“I didn’t tell you that I was a neighbor of yours,” he said by way of opening the conversation. “I spent the winter sledding in my outfit.”
“That so?” Murtry said with a mild simulation of interest. “Where you camped?”
Benton indicated the direction. “Right over there,” he said, “I’ve named it Benton Gulch.”
“You ain’t staked that little dry gulch?”
“Why, yes. You see, I believe there’s a little gold there—I don’t know how much—I’ve already done quite a bit of panning and I hope to——”
“You’re a fool!” Murtry interrupted in a rage. “If you don’t know that I own ev’ry drop of water in Caribou Crick, it’s time you was learnin’. How do you aim to work that gulch without water?”
“That’s what I came over to see you about,” said Benton. “I heard that it was your water and I thought that you would be glad to spare me a sluice head.” Benton was speaking calmly, in spite of the other’s belligerent attitude. “Of course,” he went on, “if the water in Caribou Crick should run low this summer or fall, I’d quit taking it out, but——”

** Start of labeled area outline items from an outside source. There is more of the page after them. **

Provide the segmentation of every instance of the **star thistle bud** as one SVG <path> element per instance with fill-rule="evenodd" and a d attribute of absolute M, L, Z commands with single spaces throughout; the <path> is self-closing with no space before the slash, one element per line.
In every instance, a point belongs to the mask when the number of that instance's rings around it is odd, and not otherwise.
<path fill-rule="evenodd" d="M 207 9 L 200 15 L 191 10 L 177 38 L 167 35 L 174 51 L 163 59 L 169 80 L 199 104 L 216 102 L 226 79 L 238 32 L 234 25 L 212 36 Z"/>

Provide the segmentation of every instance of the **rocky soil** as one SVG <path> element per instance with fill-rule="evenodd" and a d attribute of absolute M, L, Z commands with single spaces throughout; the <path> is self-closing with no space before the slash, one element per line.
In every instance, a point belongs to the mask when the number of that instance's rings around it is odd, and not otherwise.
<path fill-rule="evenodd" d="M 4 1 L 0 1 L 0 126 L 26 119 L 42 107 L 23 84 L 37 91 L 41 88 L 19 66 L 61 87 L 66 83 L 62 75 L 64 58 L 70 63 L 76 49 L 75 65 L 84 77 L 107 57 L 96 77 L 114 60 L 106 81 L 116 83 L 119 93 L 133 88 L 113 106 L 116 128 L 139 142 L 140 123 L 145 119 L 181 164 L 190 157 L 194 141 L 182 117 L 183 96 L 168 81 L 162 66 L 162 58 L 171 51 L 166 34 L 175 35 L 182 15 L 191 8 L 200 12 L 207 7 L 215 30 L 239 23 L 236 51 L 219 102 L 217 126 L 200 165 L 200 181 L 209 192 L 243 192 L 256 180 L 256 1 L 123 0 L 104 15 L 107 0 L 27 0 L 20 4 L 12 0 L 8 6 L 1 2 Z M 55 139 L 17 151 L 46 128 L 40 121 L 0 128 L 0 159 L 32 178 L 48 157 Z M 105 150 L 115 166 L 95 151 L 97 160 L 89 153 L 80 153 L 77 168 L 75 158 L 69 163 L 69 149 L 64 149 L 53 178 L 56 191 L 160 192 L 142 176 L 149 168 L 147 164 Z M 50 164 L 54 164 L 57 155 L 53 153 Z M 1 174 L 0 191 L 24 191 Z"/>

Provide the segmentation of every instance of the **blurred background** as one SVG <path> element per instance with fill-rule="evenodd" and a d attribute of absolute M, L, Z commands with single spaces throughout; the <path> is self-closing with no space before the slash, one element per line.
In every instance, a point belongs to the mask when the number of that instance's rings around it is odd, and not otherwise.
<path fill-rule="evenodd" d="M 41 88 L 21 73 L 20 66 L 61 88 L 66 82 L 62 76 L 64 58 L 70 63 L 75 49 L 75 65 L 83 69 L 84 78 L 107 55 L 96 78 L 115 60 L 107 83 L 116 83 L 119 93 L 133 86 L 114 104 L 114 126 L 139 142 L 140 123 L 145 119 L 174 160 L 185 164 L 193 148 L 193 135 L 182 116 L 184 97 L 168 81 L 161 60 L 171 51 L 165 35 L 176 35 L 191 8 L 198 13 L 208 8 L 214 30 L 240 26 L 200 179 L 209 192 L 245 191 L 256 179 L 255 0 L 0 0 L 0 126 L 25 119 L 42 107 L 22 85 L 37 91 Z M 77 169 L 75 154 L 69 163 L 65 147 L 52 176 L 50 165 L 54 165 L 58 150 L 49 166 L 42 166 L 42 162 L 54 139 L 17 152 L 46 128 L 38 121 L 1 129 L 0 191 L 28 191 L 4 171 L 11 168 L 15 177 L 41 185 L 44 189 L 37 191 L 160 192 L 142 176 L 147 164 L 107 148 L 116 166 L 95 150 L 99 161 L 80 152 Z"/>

“You’d quit takin’ it out!” Murtry cried. “You’re never goin’ to begin takin’ it out! If you ever start monkeyin’ with Caribou Crick, I’ll drill you so full of holes you’ll look like——”
Murtry’s anger was intensified by his failure to find the word he was seeking. “Say,” he cried, “you get clean off this claim! Beat it quick, while you’re all together!”
Benton was sitting at the rough table; he rose slowly. “Why certainly—if it’s your claim—I’ll leave.” He was speaking hesitantly but he was not afraid of the glowering bully who had commanded him to leave. He was simply surprised at the man’s unreasonable anger. “But even if I have no water, that gulch belongs to me, and I mean to hold it.”